Faut voir… Ne dit-on pas que l'enfer capitaliste est pavé des meilleures intentions humanitaires ? Déjà en2001, le macro-conseiller Jacques Attali s'interrogeait : « Le microcrédit constitue-t-il une forme de don, un moyen de créer des petits boulots, ou un moyen d'installer une forme de grand capitalisme ? » Devenu le gourou de Planetfinance,première IMF dans le monde, on peut en déduire qu'il a trouvé la réponse. Pour Muhamad Yunus, pas d'ambiguïté : « Le social-business est la pièce manquante du système capitaliste. Son introduction peut permettre de sauver le système [2]. » Sauver le capitalisme, en toute simplicité.
L'engouement est mondial. Et quelques grandes banques de s'apercevoir que la microfinance peut être très rentable ; d'autant que les taux d'intérêt sont élevés – de 15 à 20%, jusqu'à 30% même !– et que les pauvres s'évertuent à bien rembourser – le taux de pertes de la Grameen Bank ne serait que de 3%. Comme disait le grand Alphonse Allais : « Il faut prendre l'argent là où il se trouve : chez les pauvres. D'accord, ils n'en ont pas beaucoup, mais ils sont si nombreux ! » Quelle différence alors avec l'usure classique à laquelle les IMF prétendaient soustraire nos bons pauvres ? Ah, mais là, c'est de l'usure éthique, camarade ! Aaaah bravo !
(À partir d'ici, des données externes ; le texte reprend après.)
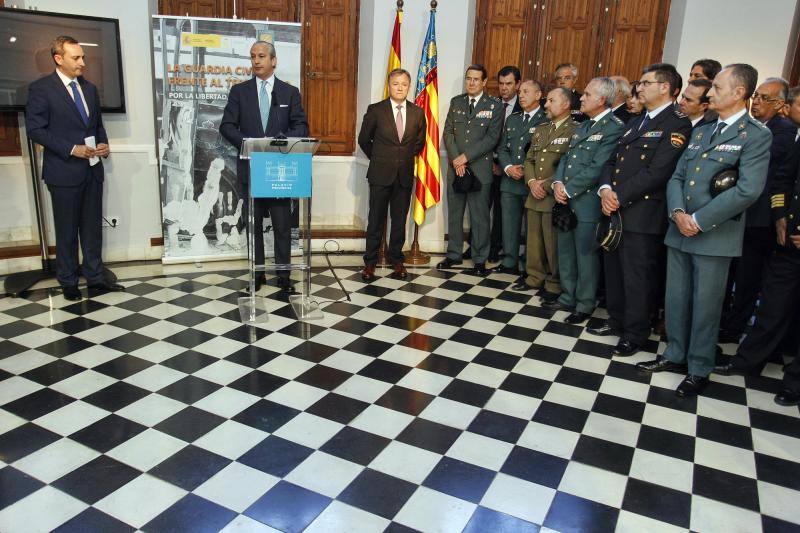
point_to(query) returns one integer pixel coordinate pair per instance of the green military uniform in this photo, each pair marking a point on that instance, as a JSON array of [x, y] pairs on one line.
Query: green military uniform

Le 14 mai, un reportage d'Envoyé spécial, « Le banquier des pauvres », montrait la dérive des IMF au Bangladesh vers des pratiques déguisées de crédit à la consommation. « En quinze ans d'emprunt, je n'ai jamais réussi à rembourser », témoignait un vendeur de beignets. En effet, l'emprunt servant à couvrir les besoins immédiats autant que les dépenses exceptionnelles, le travail d'arrache-pied ne permet plus de faire face, surtout quand les agents de crédit incitent leurs clients à s'octroyer un nouveau prêt auprès d'un autre IMF pour rembourser le précédent. Selon un professeur bengali, le surendettement toucherait 78 % des microdébiteurs.
En 2005, dans le seul état indien de l'AndhraPradesh, on a noté des dizaines de cas de suicides sous la pression des créanciers – du harcèlement verbal et sexuel à la confiscation des biens. Gênées aux entournures par ces scandales, les IMF ont décidé d'adopter un code de conduite stipulant que « les pratiques de recouvrement des créances des prestataires ne [devaient] être ni abusives ni coercitives ». En voulant transformer les pauvres en micro-entrepreneurs, souvent au détriment de solidarités communautaires basées sur l'agriculture vivrière et le troc, la pseudo-panacée du microcrédit tombe le masque et se révèle une pure main basse financière sur l'économie informelle, éclipsant au passage les politiques de mise à sac des droits sociaux et la nécessité d'une redistribution générale des richesses [3].
Moralité : l'argent, c'est pas fait pour les pauvres !
[1] 85% des béneficiaires des microcrédits sont des femmes, considérées meilleures gestionnaires que les hommes.
[2] Vers le nouveau capitalisme, Lattès, 2008.
[3] À lire : Élisabeth Hofmann, Kamala Marius-Gnanou, « Le microcrédit est-il le faux nez du néolibéralisme ? », Les Cahiers d'Outremer, n°238, 2007.